For Intellectual property disputes, especially when they have an international dimension, arbitration is very often the wisest and most efficient way to solve the dispute. For a right holder the Inter partes principle of arbitration may also limit the risk concerning the invalidation of its rights.
It is usually said that arbitration, contrary to judicial proceedings, offers the advantages of confidentiality, rapidity and flexibility. On the latter point, the free will of the parties allows them to decide on which conflict will be subject to arbitration as well as the composition of the arbitral tribunal, the place of arbitration, and the applicable law and procedural rules. Nothing prevents different disputes subject to different laws being joined before a single arbitral jurisdiction, in charge of settling all the disputes, according to the law(s) chosen by the parties. This, for example, avoids contradictory decisions being rendered by different national tribunals concerning related disputes. Finally, in an international context, it is often easier to enforce an arbitral award abroad than it is a judicial decision. Arbitration therefore presents incontestable advantages for companies, particularly those of international scope.

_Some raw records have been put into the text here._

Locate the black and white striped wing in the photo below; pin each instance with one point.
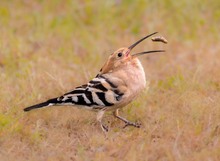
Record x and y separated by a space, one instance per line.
97 94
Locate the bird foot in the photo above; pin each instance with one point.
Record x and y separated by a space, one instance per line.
128 123
104 128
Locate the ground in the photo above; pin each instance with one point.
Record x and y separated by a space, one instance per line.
49 47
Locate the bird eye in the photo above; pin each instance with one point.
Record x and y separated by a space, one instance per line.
120 54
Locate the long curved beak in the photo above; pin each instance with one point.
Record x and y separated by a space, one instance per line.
135 44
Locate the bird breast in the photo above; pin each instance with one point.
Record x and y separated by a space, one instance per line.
130 78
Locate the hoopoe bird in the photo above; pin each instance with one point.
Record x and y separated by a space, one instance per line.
117 84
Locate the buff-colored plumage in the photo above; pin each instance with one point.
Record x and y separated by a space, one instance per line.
120 81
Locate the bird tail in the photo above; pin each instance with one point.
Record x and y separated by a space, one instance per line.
50 102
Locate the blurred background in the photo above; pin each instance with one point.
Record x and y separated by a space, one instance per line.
49 47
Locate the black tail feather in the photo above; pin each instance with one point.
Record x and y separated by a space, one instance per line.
44 104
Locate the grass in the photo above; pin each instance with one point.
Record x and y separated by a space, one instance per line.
49 47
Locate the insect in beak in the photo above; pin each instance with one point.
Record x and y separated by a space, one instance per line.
145 52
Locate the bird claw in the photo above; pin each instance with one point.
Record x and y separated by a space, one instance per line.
104 128
128 123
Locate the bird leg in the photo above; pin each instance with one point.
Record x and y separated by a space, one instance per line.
99 119
127 123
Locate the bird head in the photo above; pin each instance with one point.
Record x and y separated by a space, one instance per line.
123 56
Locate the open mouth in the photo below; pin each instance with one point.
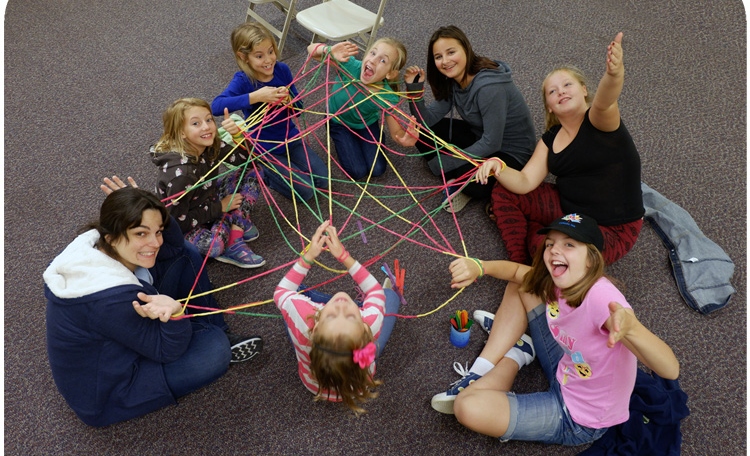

The Possibility of Arbitration of Disputes on Intellectual Property Rights
What about disputes concerning intellectual property rights? Is it possible to submit such disputes to arbitration? Is the answer the same in both a national and an international context? Is it pertinent to consider the specific rights involved when making the decision about whether arbitration is possible? In order to answer these questions, is it necessary to refer to the national law of the country having granted the monopoly resulting from the intellectual property rights? In other words and as an example, do you treat in the same way a national dispute over the interpretation of a license granted on a French copyright and a dispute between a Canadian and a Finnish company concerning the cancellation of a Japanese patent?
Rights Subject to Registration Formalities
By virtue of the principle of the free will of the parties, the choice of the parties to submit disputes that they have chosen to arbitrate must be respected. Generally this question is not discussed when it concerns intellectual property rights that are not registered, such as, for example, copyrights or the rights applicable to software or databases. Likewise, the question does not raise any particular difficulties when the dispute concerns a contractual aspect on which the parties do not agree. However, registered rights such as patents, trademarks, designs and models are a completely different matter. Can an arbitral tribunal cancel or invalidate a title that has been granted by the state or by an institution created by several states (for example, the European Office for Harmonization in the Internal Market or the European Patent Office)? Is there not a contradiction to public order or with the exclusive competencies that certain offices hold (this is the case, for example, in Germany for patents and in China and India for trademarks)?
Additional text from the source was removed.